Ouya was first launched in 2012 with a monumental Kickstarter campaign. The company launched a micro-console that plays Android games on your TV. The company struggled to gain following. In North America, the console isn't very popular these days, but the Ouya did manage to pick up a following in China, where the consoles from Microsoft and Sony have been banned for years.
In April of this year, Fortune reported that Ouya was quietly shopping for a buyer and looking to unload quickly. The company had not been able to renegotiate the terms of venture debt that it had accepted from TriplePoint Capital and as a result had been forced to sell.
Razer makes its own Android-based console called Forge TV, so purchasing the catalog of over 1,000 apps and access to the developer network that Ouya has curated made a lot of sense. In June, Liliputing pointed out a page on Mesa Global's website that suggested Razer had indeed purchased Ouya. Mesa Global is the investment bank that was hired to manage the sale. That company has since also been purchased, and the website is no longer available.
Until today, all we had to go on were rumors and unofficial announcements. We had previously reached out to Razer, and the comment was essentially "no comment." The company declined to speak about the rumors, but today it was all confirmed.

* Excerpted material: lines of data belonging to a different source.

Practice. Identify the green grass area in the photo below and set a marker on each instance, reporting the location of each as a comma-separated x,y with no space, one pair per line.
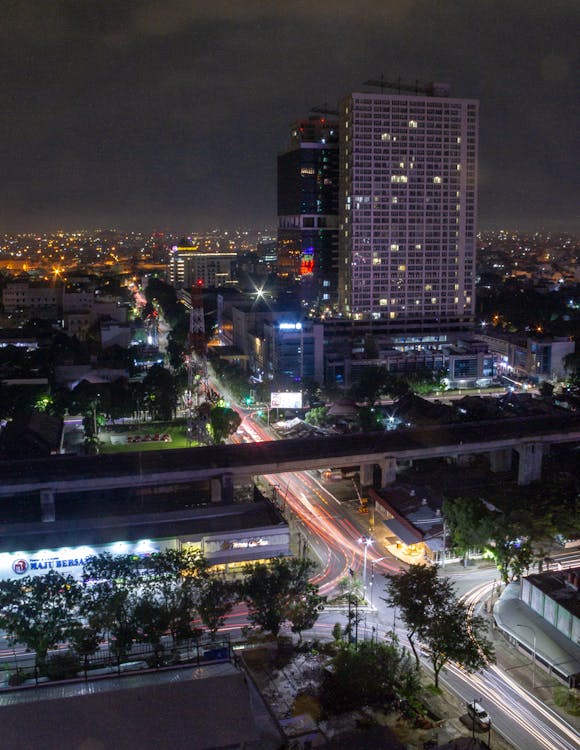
176,432
567,699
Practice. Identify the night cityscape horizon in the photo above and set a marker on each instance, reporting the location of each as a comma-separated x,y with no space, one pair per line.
289,375
166,114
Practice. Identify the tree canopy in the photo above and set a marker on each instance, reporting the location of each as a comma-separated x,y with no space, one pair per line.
434,615
272,592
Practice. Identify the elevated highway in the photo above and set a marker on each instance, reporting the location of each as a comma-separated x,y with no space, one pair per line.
223,466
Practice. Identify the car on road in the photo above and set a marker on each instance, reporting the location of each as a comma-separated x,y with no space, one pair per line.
478,714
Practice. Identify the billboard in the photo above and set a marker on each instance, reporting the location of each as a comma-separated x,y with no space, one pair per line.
286,400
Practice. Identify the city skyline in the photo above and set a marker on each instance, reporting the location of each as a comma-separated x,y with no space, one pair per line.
171,115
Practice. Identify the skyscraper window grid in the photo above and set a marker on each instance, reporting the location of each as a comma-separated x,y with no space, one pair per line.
408,207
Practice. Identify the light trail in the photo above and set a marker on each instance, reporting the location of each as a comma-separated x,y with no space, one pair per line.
500,689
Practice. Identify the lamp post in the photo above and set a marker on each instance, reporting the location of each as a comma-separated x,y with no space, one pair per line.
474,701
366,541
529,627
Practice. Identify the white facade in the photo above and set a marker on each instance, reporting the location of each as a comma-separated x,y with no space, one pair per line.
188,266
408,208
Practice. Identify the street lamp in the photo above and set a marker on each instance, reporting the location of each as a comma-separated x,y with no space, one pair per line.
373,563
366,541
529,627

Julie Uhrman, former CEO of Ouya, sent a Tweet to Razer stating she can't wait to see what it does with her former team. She went on to thank those who helped bring Ouya to reality and hinted that we'll see her again with a new project in the future. Soon after, Razer made its own confirmation, welcoming @playouya to the Razer family.
Ouya has deals with Chinese electronics makers to integrate the gaming capability directly into TVs sold in the Chinese market. Engadget earlier reported that Ouya also has a deal with Alibaba to bring the Ouya game library to Alibaba's YunOS for its set of boxes. These deals appeared to be part of the value of the company. For better or for worse, China has just lifted the 15-year-old ban on console hardware, according to the WSJ, paving the way for much competition on the Chinese market.

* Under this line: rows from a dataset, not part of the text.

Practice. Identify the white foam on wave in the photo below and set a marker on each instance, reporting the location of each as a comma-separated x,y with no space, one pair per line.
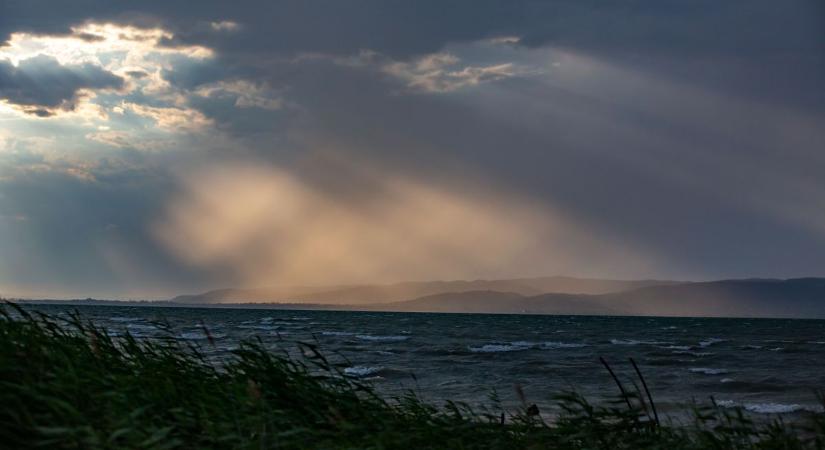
258,327
362,371
524,345
336,333
551,345
636,342
137,329
691,353
370,337
683,348
708,371
199,335
496,348
711,341
770,407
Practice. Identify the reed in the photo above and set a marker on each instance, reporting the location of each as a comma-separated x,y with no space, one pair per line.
66,383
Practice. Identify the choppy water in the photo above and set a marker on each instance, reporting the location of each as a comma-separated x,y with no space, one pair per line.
763,365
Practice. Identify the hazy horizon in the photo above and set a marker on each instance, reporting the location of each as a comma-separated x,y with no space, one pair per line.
155,149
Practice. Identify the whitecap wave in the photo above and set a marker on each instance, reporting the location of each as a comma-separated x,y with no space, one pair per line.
496,348
336,333
708,371
362,371
552,345
636,342
770,407
524,345
711,341
370,337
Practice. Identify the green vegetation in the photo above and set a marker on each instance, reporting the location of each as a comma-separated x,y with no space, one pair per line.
68,384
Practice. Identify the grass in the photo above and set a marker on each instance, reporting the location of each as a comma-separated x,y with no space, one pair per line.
65,383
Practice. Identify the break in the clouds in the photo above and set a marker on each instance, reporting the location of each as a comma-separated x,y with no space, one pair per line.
148,148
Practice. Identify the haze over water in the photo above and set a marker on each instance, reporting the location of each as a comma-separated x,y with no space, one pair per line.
764,365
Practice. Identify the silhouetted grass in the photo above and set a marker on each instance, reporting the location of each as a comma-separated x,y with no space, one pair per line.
65,383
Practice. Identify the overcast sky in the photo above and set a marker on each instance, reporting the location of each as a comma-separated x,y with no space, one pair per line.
158,147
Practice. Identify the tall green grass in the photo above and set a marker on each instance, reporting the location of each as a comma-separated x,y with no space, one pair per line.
65,383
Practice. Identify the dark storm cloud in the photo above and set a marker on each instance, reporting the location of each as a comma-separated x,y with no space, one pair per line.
42,82
693,129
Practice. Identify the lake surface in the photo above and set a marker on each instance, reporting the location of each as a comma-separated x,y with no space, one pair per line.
763,365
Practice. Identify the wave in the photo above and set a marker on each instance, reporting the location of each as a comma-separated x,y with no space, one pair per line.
362,371
496,348
258,327
199,335
124,319
141,330
708,371
636,342
550,345
524,345
370,337
690,353
711,341
683,348
769,407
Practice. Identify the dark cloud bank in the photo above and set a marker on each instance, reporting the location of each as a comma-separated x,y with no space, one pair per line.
692,130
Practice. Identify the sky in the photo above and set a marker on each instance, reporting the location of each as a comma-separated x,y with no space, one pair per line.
154,148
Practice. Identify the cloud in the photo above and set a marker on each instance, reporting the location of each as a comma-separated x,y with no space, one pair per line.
441,72
171,119
246,94
41,85
225,25
354,223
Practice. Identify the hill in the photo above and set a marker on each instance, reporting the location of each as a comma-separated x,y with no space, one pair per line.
397,292
797,298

In another, apparently related development, Razer CEO Min-Liang Tan posted a job listing on Twitter for a Senior Mobile Software Engineer (Android) to "join Team Razer." (Here's the actual job posting if any intrepid Tom's Hardware readers are keen to apply.)
It's unclear at this time whether Razer will simply integrate Ouya's talent and IP into its existing Android micro-console efforts or if it will completely rethink its Forge TV product. We've reached out to the company for comment.
Update, 07/27/2015, 11:12am PDT: Razer has posted a press release on its website that reveals a few more details of the purchase. While no financial details have been released, Razer stated that it has acquired the software assets of Ouya and will not be using the hardware. Instead, Razer will be integrating Ouya's software platform into its existing Forge TV micro-console.
Existing owners of Ouya consoles will be invited to purchase a Forge TV console at a significant discount. All existing accounts, along with purchased software, will be transferred to Razer's Cortex TV platform in the near future. The Ouya store will eventually be rebranded as "Cortex for Android TV" and will become the storefront for Razer Forge TV games and content.